Smallpox and Astrology
I am really hoping this is the last blog, I will write with my cast-it’s getting old! Susan asked how my studio’s doing, and even though I haven’t put a lock on the door handle, I cleaned it and found my lost long glasses, and as well, our teenager now has a better game room and a laptop which will probably keep him away from my studio!
This week, I want to use a part of my precession map to show how far humans have come getting rid of the awful disease of smallpox, and how NOT FAR they have come with Astrology. So here are the dates I’m focusing on: 165, the 1500’s and 1700’s and 1930.
165: Roman soldiers brought back smallpox, from western Asia, it killed one third of their army and 6.5 million people. At the same time, Ptolemy, a pagan astrologer wrote Tetrabilios, the bible of Astrology, which was then used for universities and astrological readers. At this time, civilization believed the sun was going around the Earth, which is called geocentric.
1500’s: The crusades started a another incidence of smallpox which killed 30% of the European population, meanwhile Gutenberg developed the modern printing press. This invention printed Astrological Almanacs, which used Ptolemy’s Zodiac dates written 1300 years earlier, and their sales were right up there, with that of the Holy Bible.
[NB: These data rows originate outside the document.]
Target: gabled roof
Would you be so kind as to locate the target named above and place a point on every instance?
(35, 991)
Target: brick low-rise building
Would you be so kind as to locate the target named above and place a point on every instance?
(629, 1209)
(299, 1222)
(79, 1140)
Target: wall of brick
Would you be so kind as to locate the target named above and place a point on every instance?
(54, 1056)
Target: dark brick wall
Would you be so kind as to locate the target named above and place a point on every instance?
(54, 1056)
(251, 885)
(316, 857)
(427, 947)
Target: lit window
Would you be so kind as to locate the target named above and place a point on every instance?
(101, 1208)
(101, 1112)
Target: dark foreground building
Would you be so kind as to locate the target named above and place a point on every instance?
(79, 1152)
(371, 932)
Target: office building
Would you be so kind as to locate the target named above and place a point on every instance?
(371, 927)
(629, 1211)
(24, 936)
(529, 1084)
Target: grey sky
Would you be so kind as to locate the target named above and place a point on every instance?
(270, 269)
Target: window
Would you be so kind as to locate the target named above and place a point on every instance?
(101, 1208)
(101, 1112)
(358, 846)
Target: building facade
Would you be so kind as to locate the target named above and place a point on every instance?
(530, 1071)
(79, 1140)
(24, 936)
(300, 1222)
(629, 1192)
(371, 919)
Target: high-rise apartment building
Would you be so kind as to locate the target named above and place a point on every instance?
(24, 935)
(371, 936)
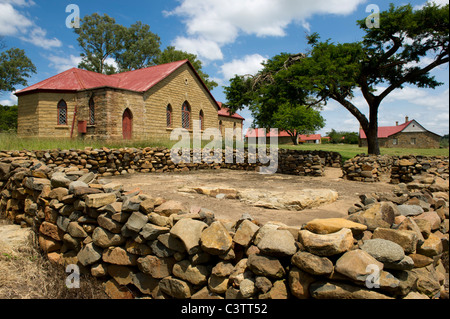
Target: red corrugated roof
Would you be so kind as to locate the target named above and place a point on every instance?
(262, 132)
(138, 80)
(386, 131)
(224, 111)
(312, 137)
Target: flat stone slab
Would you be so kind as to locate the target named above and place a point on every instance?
(287, 200)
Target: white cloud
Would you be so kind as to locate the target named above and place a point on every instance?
(9, 100)
(21, 3)
(14, 23)
(38, 37)
(438, 2)
(11, 21)
(250, 64)
(62, 64)
(200, 47)
(222, 22)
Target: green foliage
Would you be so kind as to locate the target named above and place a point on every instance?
(298, 120)
(136, 47)
(15, 67)
(142, 47)
(100, 38)
(170, 54)
(388, 55)
(343, 137)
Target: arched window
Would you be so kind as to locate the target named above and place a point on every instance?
(169, 115)
(186, 116)
(62, 113)
(91, 112)
(201, 118)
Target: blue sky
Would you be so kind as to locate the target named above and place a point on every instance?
(229, 36)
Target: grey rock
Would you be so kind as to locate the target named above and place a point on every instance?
(136, 222)
(89, 254)
(383, 250)
(278, 243)
(410, 210)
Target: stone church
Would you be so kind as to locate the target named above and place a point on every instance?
(142, 104)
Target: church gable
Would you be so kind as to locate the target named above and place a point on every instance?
(147, 103)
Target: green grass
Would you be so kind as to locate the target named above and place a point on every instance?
(10, 141)
(348, 151)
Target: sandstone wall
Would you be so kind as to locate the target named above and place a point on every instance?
(392, 245)
(394, 169)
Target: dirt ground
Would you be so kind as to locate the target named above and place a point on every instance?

1700’s: Another smallpox pandemic occurred, killing over 400,000 Europeans including kings and queens from Spain, Russia, England and France. Thank goodness that in 1798, Edward Jenner developed an effective smallpox vaccine. Also, civilization accepted Nicolaus Copernicus 16th century book “The Revolutions of the Celestial Spheres” which correctly formulated that the earth goes around the sun (called heliocentric). This event caused the split between Astronomy, the study of planets and the universe and Astrology, the use of Zodiac signs to divine human events.
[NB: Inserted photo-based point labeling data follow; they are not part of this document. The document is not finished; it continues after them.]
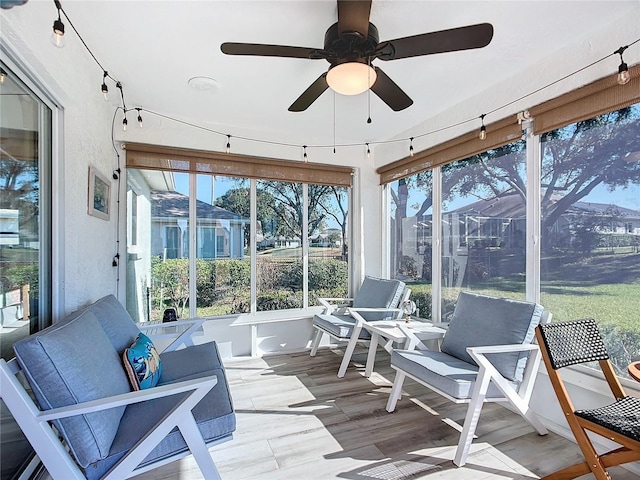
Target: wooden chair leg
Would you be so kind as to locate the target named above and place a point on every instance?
(471, 420)
(371, 356)
(348, 352)
(396, 391)
(316, 342)
(192, 436)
1930’s: smallpox was still a problem in Africa, Asia and South America but the vaccine had it under control in Europe and North America. On a lighter note, British Princess Margaret’s birth, made the editor of London’s Sunday Times, ask fortune teller, Cheiro, to do her horoscope. Cheiro decided not to do it, but his assistant R.H. Naylor, did and he wrote down the very “sun” signs that everyone follows today. Naylor also followed Ptolemy’s dates, that were now 1800 years old and not changed due to the precession, however, his column was so popular, that he did it for the rest of his life, as did his son, who took over for him.